The same article mentioned a bacterium that seems to regulate inflammation via T-cells (causing less inflammation in our bodies, which we think is a good thing). That bacteria help us digest our food is old news. What else do our microbes do for us?

Why we’re learning all this now

The journey of H. pylori (in human minds) seems kind of classic: first unknown, then considered a pathogen, then a harmless bystander, now a good guy. I think we’ll see a lot of other microbes follow its path. We used to think E. coli was the predominant species in the human intestine; then we realized it’s just the one that grows best in the lab. Swab some poop on a petri dish, and the E. coli takes over while its buddies die off.

That’s why a metagenomic approach is turning up such neat findings lately: no need to culture the critters in the lab, just throw it all in a blender and sort out the DNA. A 2010 publication described almost 30,000 proteins that were previously unknown. The most recent census from the Human Microbiome Project supposedly shows that there are 8 million genes in the microbiome, to add to the 22,000 or so that we can properly call human.

(Is it just me, or are scientists and reporters a little over-sensitive about our “small” number of genes? Hey, we do more alternative splicing than other organisms, ok? We have bacteria helping us out so we get to count all of those! Can’t we just be happy with what we’ve got? Can’t we come to terms with the idea that, just maybe, 22,000 is plenty?)

But you don’t have to take my word for it…

Anyway, if this stuff sounds interesting, the Human Microbiome Project website is a big ol candy jar, full of projects like “Metagenomic study of the human skin microbiome associated with acne” and ” The human virome in children and its relationship to febrile illness“. I’ll be busy over here for a while, OK?

If this is your first time trying to wrap your head around this stuff, maybe you’d like to start with a TED talk: try Jonathan Eisen talking about how the microbiome is like an organ we never noticed we had. “We are a teeming ecosystem,” he says.  You could also read this week’s newsy articles that seem shocked that “Even healthy humans” can host 10,000 microbe species. (Even? I’d be willing to bet that we have fewer species when we’re sick. Just my guess though.)

Now, when we talk about microbes, that usually means bacteria. (If you hear anybody saying “bugs,” that doesn’t mean insects, like I thought when my dad described yogurt as being “full of bugs” when I was a kid … I stopped eating yogurt for years). Microbes can include fungi and viruses, and yes, there is a population of fungus among us, and even a normal healthy virome. That virome article talks about the friendly viruses as preying on the bacteria inside us, which surely happens – if we are an ecosystem, it would have to be multi-layered, like the rainforest – but why not friendly viruses that hop into and out of our own, human cells?

There’s lots more to explore here. I’ll leave you with just a few of the things I stumbled across this week:

News bits: Bacteria are team players; your brain-controlling helmet is on its way.

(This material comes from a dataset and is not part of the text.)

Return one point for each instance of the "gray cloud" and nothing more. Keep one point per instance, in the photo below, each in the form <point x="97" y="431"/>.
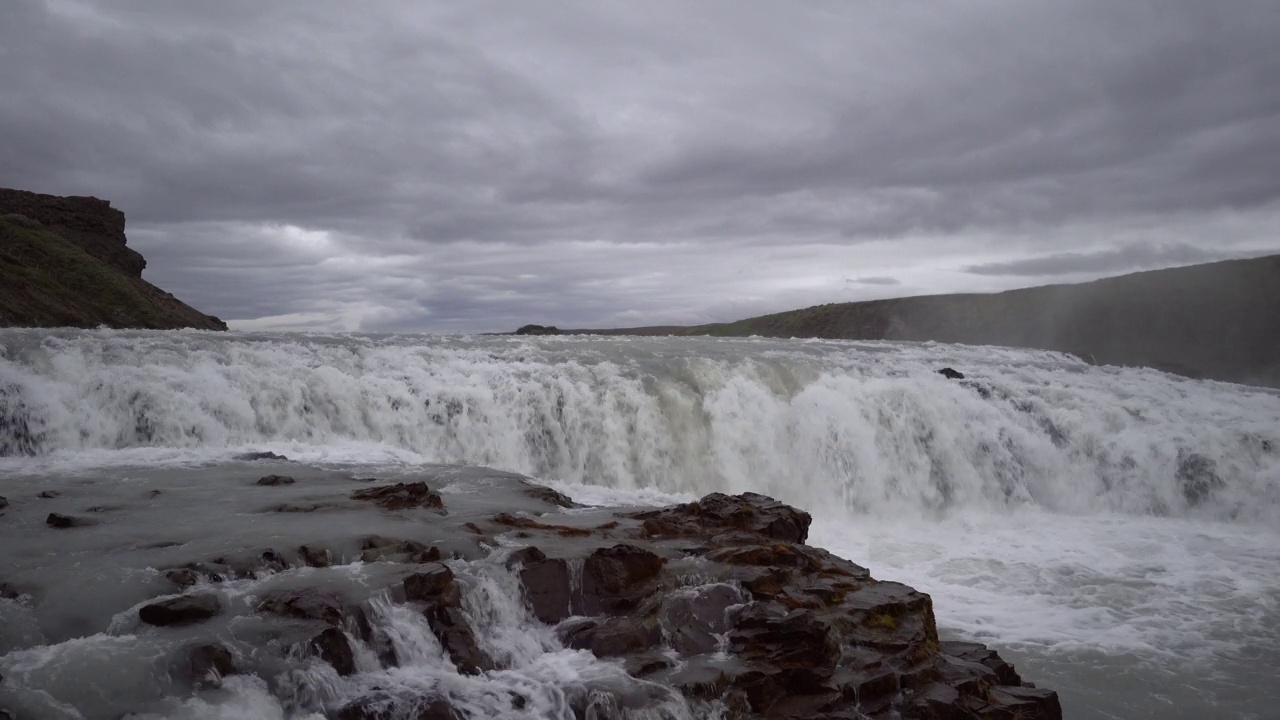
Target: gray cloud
<point x="1138" y="255"/>
<point x="451" y="167"/>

Great news, everybody! The brain can be stimulated, without implanting electrodes, by a new ultrasound technique. Who is working on this? Military scientists! Why? So they can make brain-controlling helmets. Um, OK!

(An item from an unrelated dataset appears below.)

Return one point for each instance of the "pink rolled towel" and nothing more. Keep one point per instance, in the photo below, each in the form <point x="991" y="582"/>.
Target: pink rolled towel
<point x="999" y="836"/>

Antibiotic-resistant bacteria send chemical signals to their neighbors that help them fight the antibiotic’s effects. Some are calling it altruism. As a player of a team sport, I know the feeling. If you’re the strongest blocker in the pack, you can’t do everything yourself; you communicate with your teammates, tell them where to go and what to do, because you’re nothing without your team. Heck, you can’t even block if you’re 20 feet out of the pack. Unless you’re the, uh, jammer bacterium. (Clearly more research is needed on microbial roller derby.)


5 myths about the female brain: Empathy, multitasking, playing with dolls, sucking at math – Do women have an advantage in those areas? Not that we know of. These excerpts come from a new book called Delusions of Gender. I haven’t read it, but one review says: “Instead of a ‘male brain’ and a ‘female brain,’ Fine gives us a glimpse of plastic, mutable minds that are continuously influenced by cultural assumptions about gender.”